The mechanism is: the permeability of the myocardial cell membrane to sodium ions decreases rapidly, coupled with the closure of fast sodium channels, sodium ions stop flowing inward. At the same time, potassium ions in the membrane quickly flow out, causing a potential difference between the membrane and the exterior, forming a spike potential with phase 0.
- 2) Phase 2 (platform phase): The membrane potential repolarizes slowly and the potential is close to the 0mV level, so it becomes the plateau phase. The plateau is a period unique to the myocardium.
- The mechanism is: mainly due to the slow inflow of calcium ions and the slow outflow of a small amount of potassium ions. There is a voltage-gated slow calcium channel on the myocardial cell membrane, which is activated when the myocardial membrane is depolarized to -40mV, and it appears to be continuously open after stage 0. The slow inward flow of calcium ions into the membrane along the concentration gradient makes the membrane tend to depolarize. In the early plateau phase, the amount of positive charges across the membrane carried by the inflow of calcium ions and the outflow of potassium ions, etc., and the membrane potential is stable at stage 1. 0mV level reached by repolarization. Subsequently, the calcium ion channel was gradually deactivated, potassium ions outflow gradually increased, the positive charge amount outside the membrane gradually increased, a potential difference formed inside and outside the membrane, and a late plateau was formed.
- 3) Phase 3 (the end of rapid repolarization): the potential in the membrane gradually decreases from 0mV to -90mV, completing the repolarization process.
The mechanism is: After the plateau phase, the calcium ion channel is inactivated, and the calcium ion stops influx. At this time, the permeability of the myocardial cell membrane to potassium ion recovers and increases, the potassium ion quickly flows out, and the membrane potential returns to the resting potential to complete repolarization. process. During this period, the repolarization process of each cell in the ventricle is different, which causes the potential difference between the repolarized area and the unrepolarized area, and also promotes the repolarization process in the unrepolarized area. Therefore, the development of phase 3 repolarization is very rapid.

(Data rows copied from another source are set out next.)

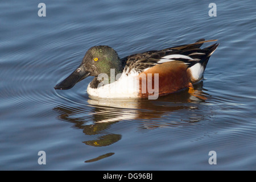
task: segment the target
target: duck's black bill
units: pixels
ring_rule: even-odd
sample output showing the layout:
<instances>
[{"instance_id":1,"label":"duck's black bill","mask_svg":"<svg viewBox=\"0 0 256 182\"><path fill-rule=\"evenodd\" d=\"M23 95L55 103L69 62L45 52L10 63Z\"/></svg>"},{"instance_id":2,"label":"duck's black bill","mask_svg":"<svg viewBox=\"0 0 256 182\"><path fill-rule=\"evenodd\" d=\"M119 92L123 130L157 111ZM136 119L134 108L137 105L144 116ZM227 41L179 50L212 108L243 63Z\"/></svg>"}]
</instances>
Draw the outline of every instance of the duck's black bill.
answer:
<instances>
[{"instance_id":1,"label":"duck's black bill","mask_svg":"<svg viewBox=\"0 0 256 182\"><path fill-rule=\"evenodd\" d=\"M86 71L80 66L65 80L55 85L54 88L59 90L67 90L72 88L76 83L90 76L90 72Z\"/></svg>"}]
</instances>

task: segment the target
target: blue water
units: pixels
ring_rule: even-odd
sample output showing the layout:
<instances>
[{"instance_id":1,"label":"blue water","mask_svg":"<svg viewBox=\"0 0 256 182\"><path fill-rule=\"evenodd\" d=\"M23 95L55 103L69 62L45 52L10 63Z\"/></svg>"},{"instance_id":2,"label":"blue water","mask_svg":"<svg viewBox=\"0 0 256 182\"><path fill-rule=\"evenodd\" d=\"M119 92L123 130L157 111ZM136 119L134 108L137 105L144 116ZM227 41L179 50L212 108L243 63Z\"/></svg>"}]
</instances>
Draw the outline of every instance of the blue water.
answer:
<instances>
[{"instance_id":1,"label":"blue water","mask_svg":"<svg viewBox=\"0 0 256 182\"><path fill-rule=\"evenodd\" d=\"M0 169L256 169L254 1L2 0L0 22ZM92 78L53 89L92 46L122 57L200 38L220 44L196 96L93 100Z\"/></svg>"}]
</instances>

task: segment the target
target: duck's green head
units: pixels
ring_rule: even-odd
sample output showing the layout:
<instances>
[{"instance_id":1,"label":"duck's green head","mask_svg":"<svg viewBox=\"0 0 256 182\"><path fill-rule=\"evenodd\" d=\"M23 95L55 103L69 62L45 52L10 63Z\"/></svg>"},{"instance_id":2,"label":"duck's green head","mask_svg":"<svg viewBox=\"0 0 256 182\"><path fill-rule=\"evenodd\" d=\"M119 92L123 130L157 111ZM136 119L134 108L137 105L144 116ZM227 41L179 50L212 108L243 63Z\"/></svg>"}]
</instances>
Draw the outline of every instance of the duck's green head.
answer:
<instances>
[{"instance_id":1,"label":"duck's green head","mask_svg":"<svg viewBox=\"0 0 256 182\"><path fill-rule=\"evenodd\" d=\"M122 71L122 63L115 50L107 46L93 47L86 52L80 65L54 88L69 89L88 76L97 77L101 73L107 74L110 78L111 69L115 69L115 75Z\"/></svg>"}]
</instances>

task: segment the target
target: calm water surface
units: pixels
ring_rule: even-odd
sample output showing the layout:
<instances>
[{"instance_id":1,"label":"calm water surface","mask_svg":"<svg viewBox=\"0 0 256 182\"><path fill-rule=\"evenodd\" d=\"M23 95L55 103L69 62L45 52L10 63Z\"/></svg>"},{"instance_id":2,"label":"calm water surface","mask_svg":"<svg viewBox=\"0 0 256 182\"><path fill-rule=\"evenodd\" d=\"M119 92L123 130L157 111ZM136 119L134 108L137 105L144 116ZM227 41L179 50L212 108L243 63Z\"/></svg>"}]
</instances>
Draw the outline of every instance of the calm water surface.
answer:
<instances>
[{"instance_id":1,"label":"calm water surface","mask_svg":"<svg viewBox=\"0 0 256 182\"><path fill-rule=\"evenodd\" d=\"M255 12L254 1L1 1L0 169L256 169ZM92 78L53 89L92 46L122 57L200 38L220 45L193 94L94 100Z\"/></svg>"}]
</instances>

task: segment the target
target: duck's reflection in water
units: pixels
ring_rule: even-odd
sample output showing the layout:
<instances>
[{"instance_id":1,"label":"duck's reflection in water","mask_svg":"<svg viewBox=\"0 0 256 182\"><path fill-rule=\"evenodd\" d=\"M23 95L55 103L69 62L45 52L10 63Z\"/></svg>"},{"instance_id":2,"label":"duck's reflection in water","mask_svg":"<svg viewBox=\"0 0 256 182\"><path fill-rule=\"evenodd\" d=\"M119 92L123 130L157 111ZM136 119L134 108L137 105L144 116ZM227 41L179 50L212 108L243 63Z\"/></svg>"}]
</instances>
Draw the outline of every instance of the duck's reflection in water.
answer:
<instances>
[{"instance_id":1,"label":"duck's reflection in water","mask_svg":"<svg viewBox=\"0 0 256 182\"><path fill-rule=\"evenodd\" d=\"M110 125L120 121L139 121L139 130L192 125L201 121L204 115L191 111L200 109L199 104L210 97L203 90L202 85L201 82L192 90L184 90L156 100L88 99L88 104L79 107L61 105L53 109L59 113L59 119L73 123L75 127L82 129L86 135L104 134L95 139L83 142L87 145L103 147L121 140L121 134L108 132ZM181 114L172 115L177 111ZM175 115L174 121L172 121L172 117ZM186 117L180 118L185 115ZM96 161L113 154L109 154L86 162Z\"/></svg>"}]
</instances>

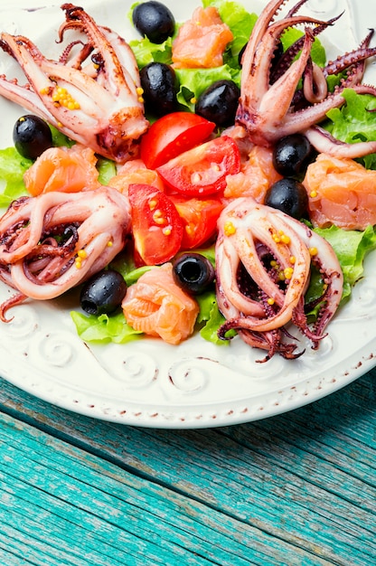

- 4) Phase 4 (resting period): This period is the period after the membrane repolarization is completed and the membrane potential recovers and stabilizes at -90mV.
The mechanism is: through the sodium-potassium pump and calcium-sodium ion exchange, the inwardly flowing sodium ions and calcium ions are expelled from the membrane, and the outflowing potassium ions are transported into the membrane, so that the ion distribution inside and outside the cell is restored to a resting state Levels, thereby maintaining normal excitability of myocardial cells.